If any of those queries were someone complex, maybe involving nested queries, I'd recommend looking into pipelined table functions: http://docs.oracle.com/cd/B28359_01/appdev.111/b28425/pipe_paral_tbl.htm#CHDJEGHC
The idea would be to do the heavy lifting in PL/SQL and pipe the results you want to send to the CSV out. This could potentially save lots of network round trips and prevent buffering in the database and Node.js.
@niallosul Scratch the idea on pipelined table functions... I just ran a test and they do not seem to be working as I'd anticipated (I'll ping Chris about that).
@dmcghan - no worries at all on the delayed response, and thanks for taking the time to look at this.
The original solution was to use our proprietary middleware to generate the files - not worth getting into here, but it's an old SQL-like language that lets you do queries and report/file writing in one place.
The JDBC-based API is what I used when I originally started looking at using node for this. Since we don't own that API, I wanted to remove the dependency and use node-oracledb for the actual queries instead.
Your suggestion to have one specifically tuned query per system is actually what we're trying to get away from - that was the 'big SQL joining the necessary tables' to produce each file. What's been happening with that approach is that we're writing one query per file, but we have hundreds of files to generate, so all the different queries are getting difficult to manage.
Here's a more generalized question that would be great to have an answer to:
Is it better to have hundreds of individual queries pulling data from 10-20 tables, or one query per table with some middleware logic to filter and map the output into hundreds of files?
The latter is what we're working towards, since the individual queries are reusable for different 'main queries', and we can use node to asynchronously hit all the joined tables and pull a superset of data before we start creating files. However, node may not be the best option for the CPU-intensive processing of those large data sets.
Thanks again for any input
@niallosul I think the answer is: 'it depends'.
One thing that does stand out is that the various deployment scenarios sound like potential pain points. Maybe some new tooling would help?
It seems that there is a class of seg fault caused by the garbage collector closing resources which should still be in use. We are looking at some changes in the JavaScript work for 1.9 that should help out.

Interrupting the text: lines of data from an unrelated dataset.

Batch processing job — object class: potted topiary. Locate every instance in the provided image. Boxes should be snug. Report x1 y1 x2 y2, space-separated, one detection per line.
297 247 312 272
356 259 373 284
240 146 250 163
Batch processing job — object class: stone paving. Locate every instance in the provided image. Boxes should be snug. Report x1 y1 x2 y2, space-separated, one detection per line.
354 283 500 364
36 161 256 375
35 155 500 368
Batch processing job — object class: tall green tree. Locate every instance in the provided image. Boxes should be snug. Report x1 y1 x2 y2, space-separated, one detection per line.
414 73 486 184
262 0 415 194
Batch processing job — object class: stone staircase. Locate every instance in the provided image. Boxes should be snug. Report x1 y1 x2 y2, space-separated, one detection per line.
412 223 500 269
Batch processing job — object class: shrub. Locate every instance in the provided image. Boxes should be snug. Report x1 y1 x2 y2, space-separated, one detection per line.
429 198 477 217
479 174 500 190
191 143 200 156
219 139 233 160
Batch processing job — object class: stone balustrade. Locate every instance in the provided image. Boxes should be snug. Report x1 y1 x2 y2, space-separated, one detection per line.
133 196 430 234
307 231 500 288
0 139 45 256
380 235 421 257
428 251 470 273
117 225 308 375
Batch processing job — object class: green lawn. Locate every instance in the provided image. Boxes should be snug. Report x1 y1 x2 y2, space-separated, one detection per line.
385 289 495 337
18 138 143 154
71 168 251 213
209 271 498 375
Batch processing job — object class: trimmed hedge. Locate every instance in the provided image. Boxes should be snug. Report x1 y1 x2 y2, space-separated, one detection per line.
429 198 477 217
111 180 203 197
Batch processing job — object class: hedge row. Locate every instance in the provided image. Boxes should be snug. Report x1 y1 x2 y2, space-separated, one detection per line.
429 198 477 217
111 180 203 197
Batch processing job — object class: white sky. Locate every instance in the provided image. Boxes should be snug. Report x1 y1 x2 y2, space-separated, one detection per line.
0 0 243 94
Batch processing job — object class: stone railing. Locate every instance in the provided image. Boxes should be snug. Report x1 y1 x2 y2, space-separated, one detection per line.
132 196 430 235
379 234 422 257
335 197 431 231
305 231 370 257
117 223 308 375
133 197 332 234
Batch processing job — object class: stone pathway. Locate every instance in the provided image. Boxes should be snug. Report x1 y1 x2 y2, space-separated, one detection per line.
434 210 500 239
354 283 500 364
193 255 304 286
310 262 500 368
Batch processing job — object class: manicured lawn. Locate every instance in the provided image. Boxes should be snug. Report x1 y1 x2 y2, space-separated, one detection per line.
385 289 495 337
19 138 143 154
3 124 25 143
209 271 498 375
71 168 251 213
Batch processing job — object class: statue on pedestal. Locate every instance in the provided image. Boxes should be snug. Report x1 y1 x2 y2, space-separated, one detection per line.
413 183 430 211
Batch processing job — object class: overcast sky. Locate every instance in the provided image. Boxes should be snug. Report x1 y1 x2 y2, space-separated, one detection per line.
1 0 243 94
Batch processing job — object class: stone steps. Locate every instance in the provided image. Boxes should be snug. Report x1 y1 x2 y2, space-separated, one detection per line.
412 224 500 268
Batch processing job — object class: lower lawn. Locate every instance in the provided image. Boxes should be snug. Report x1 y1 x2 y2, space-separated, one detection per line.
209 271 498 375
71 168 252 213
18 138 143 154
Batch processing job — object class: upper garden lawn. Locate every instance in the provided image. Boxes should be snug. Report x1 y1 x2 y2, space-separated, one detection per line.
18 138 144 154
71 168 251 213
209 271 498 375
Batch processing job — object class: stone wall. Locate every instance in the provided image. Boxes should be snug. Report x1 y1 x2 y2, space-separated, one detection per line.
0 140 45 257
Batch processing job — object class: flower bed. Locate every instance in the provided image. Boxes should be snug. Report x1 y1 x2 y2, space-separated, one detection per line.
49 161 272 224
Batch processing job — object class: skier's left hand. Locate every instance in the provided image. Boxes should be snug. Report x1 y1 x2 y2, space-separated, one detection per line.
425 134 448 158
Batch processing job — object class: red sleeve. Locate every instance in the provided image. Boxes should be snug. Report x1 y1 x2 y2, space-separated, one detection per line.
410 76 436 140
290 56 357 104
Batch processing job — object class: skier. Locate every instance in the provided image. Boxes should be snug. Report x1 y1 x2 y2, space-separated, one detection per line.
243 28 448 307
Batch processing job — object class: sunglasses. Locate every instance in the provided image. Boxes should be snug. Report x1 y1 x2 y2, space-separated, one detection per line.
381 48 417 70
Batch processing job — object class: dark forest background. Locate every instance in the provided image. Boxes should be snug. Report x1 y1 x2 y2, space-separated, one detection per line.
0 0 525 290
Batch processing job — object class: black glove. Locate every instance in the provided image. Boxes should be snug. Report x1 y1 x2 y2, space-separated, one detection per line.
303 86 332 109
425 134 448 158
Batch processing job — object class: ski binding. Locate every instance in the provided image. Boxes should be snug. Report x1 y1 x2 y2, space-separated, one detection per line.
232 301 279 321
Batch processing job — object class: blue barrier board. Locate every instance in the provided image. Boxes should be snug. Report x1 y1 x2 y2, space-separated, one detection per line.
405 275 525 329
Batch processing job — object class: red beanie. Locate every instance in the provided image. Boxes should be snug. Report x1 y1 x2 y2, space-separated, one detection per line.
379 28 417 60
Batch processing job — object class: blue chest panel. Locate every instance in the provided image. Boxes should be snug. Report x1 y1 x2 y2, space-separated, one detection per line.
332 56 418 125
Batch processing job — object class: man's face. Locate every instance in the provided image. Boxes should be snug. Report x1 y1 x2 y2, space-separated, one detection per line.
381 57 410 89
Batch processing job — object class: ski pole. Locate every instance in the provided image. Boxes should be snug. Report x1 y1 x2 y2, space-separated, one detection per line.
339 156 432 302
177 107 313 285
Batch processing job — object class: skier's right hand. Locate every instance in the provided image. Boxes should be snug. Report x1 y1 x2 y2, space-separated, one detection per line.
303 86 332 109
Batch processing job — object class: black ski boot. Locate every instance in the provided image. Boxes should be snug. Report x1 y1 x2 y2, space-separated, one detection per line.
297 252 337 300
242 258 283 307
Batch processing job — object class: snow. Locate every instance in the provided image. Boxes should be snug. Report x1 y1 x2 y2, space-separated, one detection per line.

@wilkolazki @niallosul can you check with node-oracledb 1.9.2 (without any workarounds) and let us know if you still see crashes?
@cjbj, I have just compiled the 1.9.2 driver and I run my app as it was at the moment of reporting this issue. The app is running for some time now without any segfaults.
The new version fixed the problem I had.
Thank you!
I am sorry for no response for so long time. Unfortunatelly I was moved from this app to other projects and could not report back.
@cjbj - looks good for me so far too... Thanks!
@wilkolazki @niallosul thanks for checking.
@wilkolazki I hope you get back to Node soon!
Hi,
I have created a simple rest service which for each request calls oracle a few times. Largest query fetches about 1000 rows using resultSet. The app does work for some time and after a few minutes on n-th request I get Segmentation Fault.
This is what I get from Segfault-handler module:
Here is my config: Client Shared Library 64-bit - 12.1.0.2.0 oracledb: "1.6.0" $ uname -a Linux domx1st 3.2.0-4-amd64 #1 SMP Debian 3.2.68-1+deb7u5 x86_64 GNU/Linux $ node --version v4.3.1
Node is installed with nvm. Systemwide node version is $ /usr/bin/node --version v0.10.29
What should I do to debug the issue?